Retired Set Design: Removing fully solved problems from the buffer is a simple yet effective mechanism — it prevents overfitting to easy problems and concentrates resources on medium-difficulty problems that still carry learning value.

Limitations & Future Work¶

The difficulty bucketing thresholds (25%/75%) are fixed; they should be adjusted dynamically as model capability evolves during training.
Entropy is an imperfect proxy for trajectory quality — high-entropy trajectories may still be valuable in certain contexts, such as when exploring novel solution strategies.
Validation is limited to mathematical reasoning; the optimal experience characteristics for other domains such as code reasoning may differ.
The "staleness" of experience — historical trajectories may no longer be optimal after policy updates — remains an open issue.

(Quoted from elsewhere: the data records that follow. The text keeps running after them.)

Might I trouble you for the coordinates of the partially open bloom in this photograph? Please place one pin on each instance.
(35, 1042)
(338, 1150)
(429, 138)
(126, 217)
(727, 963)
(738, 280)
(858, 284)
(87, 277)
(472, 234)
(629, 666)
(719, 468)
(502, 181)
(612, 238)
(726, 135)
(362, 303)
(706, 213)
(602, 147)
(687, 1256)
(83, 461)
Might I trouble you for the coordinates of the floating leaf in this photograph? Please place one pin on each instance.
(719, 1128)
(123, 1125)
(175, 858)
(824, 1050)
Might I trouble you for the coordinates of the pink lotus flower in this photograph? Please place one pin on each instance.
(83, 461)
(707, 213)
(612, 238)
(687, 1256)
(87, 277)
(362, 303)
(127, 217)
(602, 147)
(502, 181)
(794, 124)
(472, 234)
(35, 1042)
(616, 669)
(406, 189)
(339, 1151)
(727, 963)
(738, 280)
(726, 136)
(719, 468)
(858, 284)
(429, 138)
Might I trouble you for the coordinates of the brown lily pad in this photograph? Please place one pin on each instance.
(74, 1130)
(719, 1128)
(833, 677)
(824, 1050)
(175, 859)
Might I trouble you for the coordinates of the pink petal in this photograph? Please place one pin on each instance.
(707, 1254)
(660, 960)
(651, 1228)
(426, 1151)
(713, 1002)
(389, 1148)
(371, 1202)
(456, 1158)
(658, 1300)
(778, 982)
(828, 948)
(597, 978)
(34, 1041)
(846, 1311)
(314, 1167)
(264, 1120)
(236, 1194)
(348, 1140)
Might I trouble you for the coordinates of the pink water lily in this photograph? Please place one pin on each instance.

vs. GRPO: ExGRPO augments GRPO with experience management, yielding +3.5 pts on math and +7.6 pts on general reasoning.
vs. ReMix/RePO: These methods also employ experience replay but overlook data quality; ExGRPO's bucketing and low-entropy selection provide finer-grained control.
vs. LUFFY: LUFFY mixes expert data with on-policy data, whereas ExGRPO reuses the model's own historical experiences and requires no additional external data.

Rating¶

Novelty: ⭐⭐⭐⭐ Novel perspective on experience value analysis; the snowball effect discovery is insightful.
Experimental Thoroughness: ⭐⭐⭐⭐⭐ Five backbone models, math + general reasoning benchmarks, detailed ablations.
Writing Quality: ⭐⭐⭐⭐ Clear motivation analysis; the preliminary study is persuasive.
Value: ⭐⭐⭐⭐⭐ Directly actionable for RLVR training practice; insights are transferable.